Le titre mondial apporte beaucoup de confiance, tant en ce qui concerne son ski que l’analyse et la préparation qui ont précédé cette performance historique. Elle ne veut pas se fixer trop d’attentes pour autant.

« C’est énorme ! Évidemment, ça motive pour les courses qui restent. Ça va ajouter un peu de pression aussi pour le reste de la saison, mais aujourd’hui, j’ai prouvé que j’étais capable de la gérer. »

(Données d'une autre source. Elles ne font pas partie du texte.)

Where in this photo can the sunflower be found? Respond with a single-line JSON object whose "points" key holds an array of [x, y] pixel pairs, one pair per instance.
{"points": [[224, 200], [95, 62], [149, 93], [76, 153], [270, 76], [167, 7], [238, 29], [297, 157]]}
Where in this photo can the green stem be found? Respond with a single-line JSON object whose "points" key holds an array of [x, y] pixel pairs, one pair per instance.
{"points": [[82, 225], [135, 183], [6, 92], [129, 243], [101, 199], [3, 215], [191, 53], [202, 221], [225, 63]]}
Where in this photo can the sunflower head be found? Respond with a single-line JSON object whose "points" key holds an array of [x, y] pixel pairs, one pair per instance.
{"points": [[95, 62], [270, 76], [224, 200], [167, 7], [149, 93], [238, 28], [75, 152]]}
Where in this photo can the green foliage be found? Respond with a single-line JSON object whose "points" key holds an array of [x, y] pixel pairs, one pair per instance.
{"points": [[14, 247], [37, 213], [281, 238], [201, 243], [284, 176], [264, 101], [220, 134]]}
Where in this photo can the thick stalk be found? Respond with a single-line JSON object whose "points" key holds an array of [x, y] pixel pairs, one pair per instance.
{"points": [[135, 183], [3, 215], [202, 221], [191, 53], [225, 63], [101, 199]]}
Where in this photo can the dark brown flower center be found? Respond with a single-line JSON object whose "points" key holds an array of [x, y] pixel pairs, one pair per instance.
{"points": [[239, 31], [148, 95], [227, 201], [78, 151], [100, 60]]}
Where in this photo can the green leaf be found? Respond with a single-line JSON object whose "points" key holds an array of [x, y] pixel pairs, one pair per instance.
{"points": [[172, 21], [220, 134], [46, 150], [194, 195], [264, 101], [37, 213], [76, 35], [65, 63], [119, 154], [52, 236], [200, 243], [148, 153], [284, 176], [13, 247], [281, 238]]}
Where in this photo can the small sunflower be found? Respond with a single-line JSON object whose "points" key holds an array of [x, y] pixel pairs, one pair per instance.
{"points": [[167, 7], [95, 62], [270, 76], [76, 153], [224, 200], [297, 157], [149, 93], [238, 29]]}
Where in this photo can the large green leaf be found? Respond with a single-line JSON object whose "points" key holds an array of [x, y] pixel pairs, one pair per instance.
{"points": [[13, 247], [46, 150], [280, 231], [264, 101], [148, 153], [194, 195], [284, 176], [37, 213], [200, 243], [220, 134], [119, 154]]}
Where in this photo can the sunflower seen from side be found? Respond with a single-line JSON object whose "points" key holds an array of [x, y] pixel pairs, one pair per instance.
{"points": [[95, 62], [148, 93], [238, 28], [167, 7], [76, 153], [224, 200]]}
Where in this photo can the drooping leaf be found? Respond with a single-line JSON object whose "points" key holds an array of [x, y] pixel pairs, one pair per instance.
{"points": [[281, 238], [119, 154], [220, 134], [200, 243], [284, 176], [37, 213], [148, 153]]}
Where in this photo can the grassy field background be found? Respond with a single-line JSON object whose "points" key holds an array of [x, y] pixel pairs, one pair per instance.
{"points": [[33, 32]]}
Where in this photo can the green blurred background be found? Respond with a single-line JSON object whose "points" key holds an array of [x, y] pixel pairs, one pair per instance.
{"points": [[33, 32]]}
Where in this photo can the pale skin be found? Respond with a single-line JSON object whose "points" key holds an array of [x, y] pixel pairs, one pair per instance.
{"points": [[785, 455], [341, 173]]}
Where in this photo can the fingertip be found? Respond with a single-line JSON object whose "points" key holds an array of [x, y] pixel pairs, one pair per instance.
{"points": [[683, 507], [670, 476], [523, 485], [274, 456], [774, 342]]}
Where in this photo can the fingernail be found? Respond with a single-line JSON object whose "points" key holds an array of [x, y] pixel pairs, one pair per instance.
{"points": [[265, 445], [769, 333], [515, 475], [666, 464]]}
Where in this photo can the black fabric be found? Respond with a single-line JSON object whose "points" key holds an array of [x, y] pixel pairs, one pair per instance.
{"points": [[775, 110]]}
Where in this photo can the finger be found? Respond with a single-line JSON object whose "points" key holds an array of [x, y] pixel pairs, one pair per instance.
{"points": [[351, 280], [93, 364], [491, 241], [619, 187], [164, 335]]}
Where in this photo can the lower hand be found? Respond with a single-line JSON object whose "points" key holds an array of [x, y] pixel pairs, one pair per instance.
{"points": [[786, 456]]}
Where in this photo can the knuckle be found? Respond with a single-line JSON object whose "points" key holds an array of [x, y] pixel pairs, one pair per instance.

L’équipe canadienne en est maintenant à un total de quatre médailles à ces Championnats du monde. Que ce soit à propos de sa victoire ou des podiums de ses coéquipiers et coéquipières, c’est avec le même sourire que Laurence St-Germain partage sa fierté.

Encore sur un nuage, elle n’avait pas pris le temps de manger ou de consulter ses messages samedi qu’elle était comparée à ses idoles de jeunesse. Elle ne le réalisait pas, mais c’est maintenant à son tour de signer des casques en tant que championne du monde.